Affrontare l’operazione è considerato un segno di forza e coraggio di fronte alla comunità, tanto che alle bambine viene richiesto di non piangere durante la pratica. In molte comunità, le ragazze non circoncise sono escluse dalla possibilità di matrimonio e vengono considerate indegne e impure.
Anche chi è profondamente radicato nelle tradizioni africane spesso reagisce con repulsione all’idea della circoncisione femminile e all’allarmante diffusione di questa pratica. Tale repulsione è ancora più accentuata tra coloro che non sono familiari con le diverse culture dell’Africa.
Nonostante la necessità impellente di porre fine a questa pratica, universalmente riconosciuta come una violazione dei diritti umani, è altrettanto essenziale comprendere le motivazioni profonde che spingono le famiglie e le comunità rurali africane a perpetuare le mutilazioni genitali femminili. Attraverso una comprensione approfondita e il rispetto delle tradizioni locali è possibile sperare di intervenire in modo efficace, lavorando verso una vittoria a lungo termine contro questa atroce pratica.
Riti Alternativi alla Mutilazione Genitale Femminile: Una Via Verso il Cambiamento?
Gli operatori di Amref collaborano da anni con le comunità Maasai del Kenya. L’obiettivo è coinvolgere le comunità stesse nella selezione e nell’istituzione di pratiche alternative alla circoncisione femminile, che conservino le caratteristiche tradizionali e indispensabili delle celebrazioni legate al passaggio all’età adulta.
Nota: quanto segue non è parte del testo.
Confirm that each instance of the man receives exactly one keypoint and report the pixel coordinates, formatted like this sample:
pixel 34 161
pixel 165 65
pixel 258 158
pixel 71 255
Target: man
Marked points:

Sebbene queste alternative siano ancora in fase di adozione, i riti di passaggio alternativi stanno dimostrando di ottenere risultati positivi per la salute in Africa. L’impegno sul campo ha già portato al risparmio di oltre 20.000 bambine dalla mutilazione genitale femminile, segnando solo l’inizio di una battaglia ben più ampia.
Amref si impegna a contribuire all’ambizioso obiettivo dell’ONU di eradicare completamente l’infibulazione femminile in tutte le sue forme entro il 2030. Questo impegno non si limita all’operato diretto sul campo, ma coinvolge anche ambasciatori, organizzazioni non governative, istituti di ricerca e donatori generosi.